Good Hope Country Day MathCounts coach Cesar Guerra said during the competition, he sat back and watched his students do their best, knowing that they had worked hard and prepared well.
"This was just like watching them take a test," he said. "Once they've prepared well, they really just have to show what they know."
He said as they move toward the territorial competition next month, they will continue to do the math drills and practice problems to sharpen their skills and hope that their hard work will pay off once again.
The first round, the Sprint Round, featured 30 problems distributed to individual competitors. The 40-minute round tested accuracy, and calculators are not permitted.
The second individual round, the Target Round, included eight multiple-step problems, given in four pairs, that require mathematical reasoning and problem-solving skills. Competitors had six minutes to solve each pair of problems, and calculators were permitted.
The Team Round lasted 20 minutes and consisted of 10 problems that team members worked on together. During that round, the students were seen working quietly for a while, then huddling to compare answers and decide on which answers were right.
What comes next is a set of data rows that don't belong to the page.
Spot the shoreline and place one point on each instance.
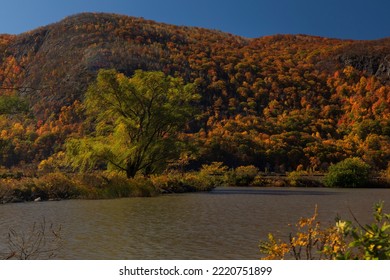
(57, 186)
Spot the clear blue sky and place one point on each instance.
(348, 19)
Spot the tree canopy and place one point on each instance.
(136, 122)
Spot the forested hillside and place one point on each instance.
(281, 103)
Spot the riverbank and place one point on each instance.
(102, 185)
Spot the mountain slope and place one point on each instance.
(277, 102)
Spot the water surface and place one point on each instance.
(226, 223)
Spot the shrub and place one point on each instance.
(115, 185)
(299, 179)
(54, 186)
(243, 175)
(351, 172)
(344, 240)
(213, 174)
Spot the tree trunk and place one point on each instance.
(131, 170)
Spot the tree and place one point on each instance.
(136, 120)
(351, 172)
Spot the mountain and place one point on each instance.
(278, 102)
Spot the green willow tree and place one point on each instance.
(136, 120)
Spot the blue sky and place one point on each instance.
(347, 19)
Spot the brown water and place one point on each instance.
(224, 224)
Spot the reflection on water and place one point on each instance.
(226, 223)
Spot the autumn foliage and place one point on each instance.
(279, 103)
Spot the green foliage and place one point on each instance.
(344, 240)
(12, 104)
(213, 174)
(351, 172)
(137, 122)
(243, 175)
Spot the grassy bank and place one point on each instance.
(19, 187)
(98, 185)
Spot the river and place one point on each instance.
(226, 223)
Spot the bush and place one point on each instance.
(243, 175)
(214, 174)
(344, 240)
(54, 186)
(351, 172)
(114, 185)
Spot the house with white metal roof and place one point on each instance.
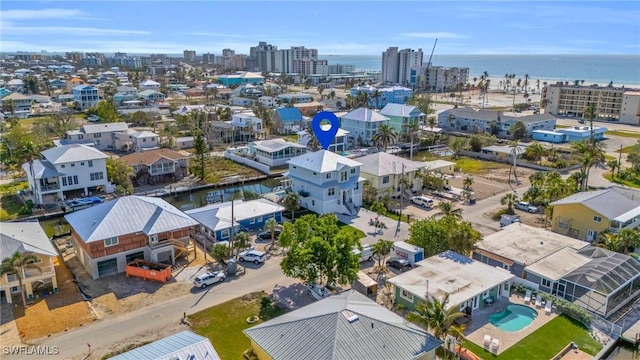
(384, 172)
(587, 214)
(183, 345)
(362, 124)
(66, 169)
(340, 327)
(326, 182)
(215, 219)
(466, 281)
(27, 238)
(107, 237)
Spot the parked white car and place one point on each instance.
(523, 205)
(208, 278)
(254, 256)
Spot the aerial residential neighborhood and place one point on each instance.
(250, 190)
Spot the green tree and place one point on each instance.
(272, 226)
(385, 136)
(319, 250)
(380, 250)
(518, 131)
(457, 144)
(200, 158)
(447, 209)
(291, 203)
(120, 174)
(15, 264)
(509, 200)
(437, 316)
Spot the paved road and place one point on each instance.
(121, 329)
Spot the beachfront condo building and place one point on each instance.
(397, 64)
(612, 103)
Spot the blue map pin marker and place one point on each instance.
(325, 137)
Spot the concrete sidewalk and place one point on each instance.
(361, 222)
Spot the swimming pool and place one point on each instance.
(513, 318)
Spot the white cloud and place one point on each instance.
(434, 35)
(9, 29)
(41, 14)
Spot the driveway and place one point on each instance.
(361, 222)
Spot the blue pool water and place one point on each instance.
(513, 318)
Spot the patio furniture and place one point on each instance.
(495, 344)
(487, 340)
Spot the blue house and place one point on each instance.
(215, 219)
(548, 136)
(289, 119)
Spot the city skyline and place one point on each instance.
(471, 28)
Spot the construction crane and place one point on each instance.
(426, 72)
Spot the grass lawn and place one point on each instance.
(545, 342)
(475, 166)
(223, 324)
(630, 183)
(623, 134)
(349, 228)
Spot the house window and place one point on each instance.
(113, 241)
(406, 295)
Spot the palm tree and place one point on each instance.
(447, 210)
(291, 202)
(467, 182)
(381, 249)
(385, 136)
(436, 316)
(272, 226)
(15, 264)
(509, 199)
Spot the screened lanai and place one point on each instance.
(604, 284)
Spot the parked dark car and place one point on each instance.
(266, 235)
(400, 264)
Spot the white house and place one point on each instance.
(326, 182)
(362, 124)
(103, 135)
(67, 168)
(149, 85)
(339, 144)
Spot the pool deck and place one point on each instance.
(480, 325)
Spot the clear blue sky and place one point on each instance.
(354, 28)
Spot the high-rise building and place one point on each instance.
(189, 55)
(397, 64)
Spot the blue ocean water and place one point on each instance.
(621, 69)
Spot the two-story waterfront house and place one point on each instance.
(27, 238)
(107, 237)
(362, 124)
(85, 96)
(67, 168)
(326, 182)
The scores from the first two individual rounds determine students' individual standings and the top 10 competed in the Countdown Round where they had 45 seconds to come up with the correct answer without using a calculator in elimination rounds.
Competition organizer Cheryl Willocks said MathCounts helps students stay focused, and it is hoped that students will continue developing their skills and move toward careers in the math, science and engineering areas.
This year the district is celebrating its 28th year of conducting MathCounts and it is the 31st anniversary of the national competition.